Alexis Burgess is the new family consumer science, parenting, and relationships teacher, but she found a new passion during the pandemic that combines her loves of traveling and being outdoors: geocaching.

Geocaching is an outdoor activity in which people use a GPS to hide and seek containers called geocaches at specific locations marked by coordinates all over the world.

It became a pastime of Burgess and her fiancé.

“When the pandemic started, I was looking up things to do that didn’t involve being around people,” she said. “Geocaching came up and I thought it looked like fun.”

Burgess said they have found things such as a Barbie hat and a “cool” marble, but she also talked about the adventure of the activity.

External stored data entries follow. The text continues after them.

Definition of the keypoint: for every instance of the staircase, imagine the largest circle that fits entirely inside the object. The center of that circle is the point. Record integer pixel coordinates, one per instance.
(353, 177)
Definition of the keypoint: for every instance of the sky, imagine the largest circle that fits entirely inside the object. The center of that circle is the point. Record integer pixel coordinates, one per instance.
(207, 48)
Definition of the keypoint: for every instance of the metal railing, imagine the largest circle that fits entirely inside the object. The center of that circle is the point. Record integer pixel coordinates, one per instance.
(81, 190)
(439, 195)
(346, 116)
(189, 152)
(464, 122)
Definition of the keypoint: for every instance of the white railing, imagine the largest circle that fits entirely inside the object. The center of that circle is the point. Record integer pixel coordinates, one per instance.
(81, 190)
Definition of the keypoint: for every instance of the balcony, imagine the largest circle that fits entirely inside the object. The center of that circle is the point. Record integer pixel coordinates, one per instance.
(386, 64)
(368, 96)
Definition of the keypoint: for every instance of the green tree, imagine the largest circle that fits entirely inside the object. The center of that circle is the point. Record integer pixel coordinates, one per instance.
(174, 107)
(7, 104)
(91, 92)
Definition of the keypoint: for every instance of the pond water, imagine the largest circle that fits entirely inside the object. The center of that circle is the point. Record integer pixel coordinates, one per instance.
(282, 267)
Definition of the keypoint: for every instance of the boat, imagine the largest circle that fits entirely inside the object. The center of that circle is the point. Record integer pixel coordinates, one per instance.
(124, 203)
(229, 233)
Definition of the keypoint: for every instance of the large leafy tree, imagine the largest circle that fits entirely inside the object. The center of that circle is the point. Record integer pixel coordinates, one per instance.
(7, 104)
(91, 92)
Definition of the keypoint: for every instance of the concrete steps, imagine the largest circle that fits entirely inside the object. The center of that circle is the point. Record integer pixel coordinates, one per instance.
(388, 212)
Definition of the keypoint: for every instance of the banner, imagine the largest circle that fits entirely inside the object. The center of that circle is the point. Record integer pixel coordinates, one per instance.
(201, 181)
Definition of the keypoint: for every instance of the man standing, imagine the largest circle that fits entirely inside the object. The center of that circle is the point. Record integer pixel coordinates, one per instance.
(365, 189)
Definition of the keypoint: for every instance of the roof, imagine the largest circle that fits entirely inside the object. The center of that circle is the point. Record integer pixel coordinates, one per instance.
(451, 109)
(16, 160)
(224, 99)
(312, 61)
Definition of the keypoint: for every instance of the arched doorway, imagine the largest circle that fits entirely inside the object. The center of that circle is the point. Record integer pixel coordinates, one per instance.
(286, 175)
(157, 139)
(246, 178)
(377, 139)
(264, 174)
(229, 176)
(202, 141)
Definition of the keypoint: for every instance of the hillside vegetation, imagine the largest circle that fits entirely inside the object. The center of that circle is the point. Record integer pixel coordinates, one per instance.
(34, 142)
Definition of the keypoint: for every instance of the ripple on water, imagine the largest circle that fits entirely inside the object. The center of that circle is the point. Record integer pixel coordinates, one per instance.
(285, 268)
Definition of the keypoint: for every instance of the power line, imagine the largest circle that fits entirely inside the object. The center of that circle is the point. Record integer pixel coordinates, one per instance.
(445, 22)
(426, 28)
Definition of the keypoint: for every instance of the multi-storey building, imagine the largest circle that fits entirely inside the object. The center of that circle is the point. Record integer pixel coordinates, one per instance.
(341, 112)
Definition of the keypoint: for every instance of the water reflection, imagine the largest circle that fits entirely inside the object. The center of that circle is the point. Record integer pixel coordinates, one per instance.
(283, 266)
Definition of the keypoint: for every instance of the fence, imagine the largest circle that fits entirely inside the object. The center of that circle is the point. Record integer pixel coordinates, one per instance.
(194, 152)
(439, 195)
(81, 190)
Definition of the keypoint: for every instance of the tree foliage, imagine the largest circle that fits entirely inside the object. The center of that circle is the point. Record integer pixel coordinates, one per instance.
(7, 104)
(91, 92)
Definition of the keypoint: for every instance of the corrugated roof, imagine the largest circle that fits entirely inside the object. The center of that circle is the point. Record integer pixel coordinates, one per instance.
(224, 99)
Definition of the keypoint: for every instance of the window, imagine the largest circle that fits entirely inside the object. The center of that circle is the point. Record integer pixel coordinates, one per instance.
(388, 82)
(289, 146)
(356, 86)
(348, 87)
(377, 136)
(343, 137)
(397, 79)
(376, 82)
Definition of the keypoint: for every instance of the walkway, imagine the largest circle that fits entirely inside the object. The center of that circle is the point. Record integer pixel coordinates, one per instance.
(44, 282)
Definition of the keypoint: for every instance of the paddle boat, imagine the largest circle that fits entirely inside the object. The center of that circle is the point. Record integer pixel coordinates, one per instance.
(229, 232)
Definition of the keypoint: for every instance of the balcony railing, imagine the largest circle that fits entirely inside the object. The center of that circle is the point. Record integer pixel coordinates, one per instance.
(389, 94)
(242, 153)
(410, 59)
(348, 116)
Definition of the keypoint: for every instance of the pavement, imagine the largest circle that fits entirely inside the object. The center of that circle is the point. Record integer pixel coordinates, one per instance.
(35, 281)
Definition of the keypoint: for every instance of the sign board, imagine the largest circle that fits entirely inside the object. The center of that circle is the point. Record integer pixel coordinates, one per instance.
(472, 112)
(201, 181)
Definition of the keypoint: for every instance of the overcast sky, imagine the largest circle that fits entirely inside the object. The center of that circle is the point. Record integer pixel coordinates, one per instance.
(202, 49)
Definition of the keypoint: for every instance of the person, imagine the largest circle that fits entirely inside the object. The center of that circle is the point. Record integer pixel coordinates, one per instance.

She recalled that one geocache was held inside a fencepost by a magnet, and she had to reach her hand inside to get it out. Another required her to “find two caches before you could find the last one in the series.”

Burgess said she has always liked to explore and be outdoors. She was born in Ohio and then moved to Montana after second grade, and she studied abroad in Italy for a month in college.

She studied the Italian language and culture for a month in Florence, Italy. She got to live in an apartment in the city and attend school to learn the language.

Burgess got to learn about the different foods, and learned how to make authentic Italian pizza. She had a class on how to make homemade pasta and said she learned that fettuccine alfredo is not Italian, but an Americanized form of an Italian dish.

Burgess was able to attend an Italian opera, visit numerous museums, and travel to famous Italian cities such as Rome and Venice. She visited one of the top five fashion schools in the world, called Polimoda, and attended a fashion show at the start of fashion week.

After her experience, she would encourage her students to study abroad. She said that colleges can help students apply for grants to help cover the cost and that many colleges have scholarships for study abroad classes.

Studying abroad has influenced her ways of teaching by helping her have a passion for other cultures and languages. It’s also helped relate content taught in the classroom.